A supremely articulate man of the people, Jiménez chose to move his art out of the world of galleries and museums and into the public arena: “My working-class roots have a lot to do with it: I want to create a popular art that ordinary people can relate to as well as people who have degrees in art.” His epiphany came in Rome, where on a midcareer National Endowment grant, he encountered the power of Baroque art and especially the over-life-size, action-filled sculptures of Bernini.
Jiménez’s subsequent incorporation of Baroque bravura with contemporary subject matter made him no stranger to controversy. Passionate objections have been voiced to almost every one of his monumental sculptures. His first public commission, Vaquero (1980), depicting the iconic cowboy as Hispanic, had to be removed from its original location in a park next to Houston’s City Hall to a Hispanic neighborhood, but a cast was recently installed on the front steps of the Smithsonian American Art Museum in Washington, DC, as emblematic of the American experience. A similar controversy raged around his Southwest Pieta (1983), removed from a park in Albuquerque but subsequently designated a national treasure by President Bill Clinton. Border Crossing, too, has its detractors. Critics who decried the central location of an example on the campus of the University of Texas, San Antonio, succeeded last year in having it replaced by a statue of the university mascot, Rowdy the Roadrunner.

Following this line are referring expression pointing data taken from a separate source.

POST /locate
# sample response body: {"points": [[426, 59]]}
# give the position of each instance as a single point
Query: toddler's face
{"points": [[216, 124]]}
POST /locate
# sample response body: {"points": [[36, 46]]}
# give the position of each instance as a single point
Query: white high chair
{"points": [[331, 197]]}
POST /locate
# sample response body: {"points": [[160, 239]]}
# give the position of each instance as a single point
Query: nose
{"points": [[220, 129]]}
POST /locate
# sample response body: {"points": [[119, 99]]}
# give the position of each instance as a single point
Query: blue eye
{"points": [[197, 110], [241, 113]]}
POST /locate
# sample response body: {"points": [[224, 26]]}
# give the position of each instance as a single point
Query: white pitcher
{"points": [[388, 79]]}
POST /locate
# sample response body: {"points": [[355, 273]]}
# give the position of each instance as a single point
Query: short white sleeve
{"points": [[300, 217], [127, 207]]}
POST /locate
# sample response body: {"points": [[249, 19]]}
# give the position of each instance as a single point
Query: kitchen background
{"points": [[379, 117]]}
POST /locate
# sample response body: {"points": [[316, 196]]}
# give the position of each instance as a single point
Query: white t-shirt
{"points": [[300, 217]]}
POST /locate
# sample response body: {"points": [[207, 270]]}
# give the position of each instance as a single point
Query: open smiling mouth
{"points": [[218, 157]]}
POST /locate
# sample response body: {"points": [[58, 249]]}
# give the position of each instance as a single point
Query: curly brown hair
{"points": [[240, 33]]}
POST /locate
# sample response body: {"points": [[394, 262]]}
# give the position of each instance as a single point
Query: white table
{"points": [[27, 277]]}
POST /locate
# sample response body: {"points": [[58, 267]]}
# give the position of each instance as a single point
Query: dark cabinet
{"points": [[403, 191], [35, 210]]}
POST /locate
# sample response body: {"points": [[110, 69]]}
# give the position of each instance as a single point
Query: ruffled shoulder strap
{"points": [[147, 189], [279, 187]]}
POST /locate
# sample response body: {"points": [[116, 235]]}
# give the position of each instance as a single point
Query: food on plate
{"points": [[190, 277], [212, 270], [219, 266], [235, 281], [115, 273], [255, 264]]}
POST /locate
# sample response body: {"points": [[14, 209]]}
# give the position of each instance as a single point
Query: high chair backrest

Jiménez described the genesis of Border Crossing, a composition he addressed in numerous graphics, smaller sculptural models, and five casts of monumental scale: “I had wanted to make a piece that was dealing with the issue of the illegal alien. People talked about the aliens as if they landed from outer space, as if they weren’t really people. I wanted to put a face on them. I wanted to humanize them. . . . I went back to my experience in El Paso where this is a common sight. The men carry the women across the river.” A year after the monumental sculpture edition he went a step further. In a large work done with oil stick on canvas in the collection of the New Mexico Museum of Art, he added halos to the figures, underscoring the association with the traditional religious imagery of the Holy Family’s flight into Egypt.
Secluded now in the museum’s West Sculpture Garden, the powerful sculpture can be visited through a discreet back door of the St. Francis Auditorium. But it is also visible from outside the museum premises: those waiting at the city bus terminal can see the mother’s head looming above the enclosure of the Sculpture Garden, and passersby on Palace Avenue can look through the ironwork of the opening in the wall to see Jiménez’s immigrant family, who seem to be detained behind the bars. “I try to connect with the myth,” Jiménez once said. One can hope that even if future generations regard Border Crossing as an image from a mythic past, they will recognize the truth in its colors.
Penelope Hunter-Stiebel was a curator at the Metropolitan Museum of Art and the Portland Art Museum, Oregon, before settling in Santa Fe.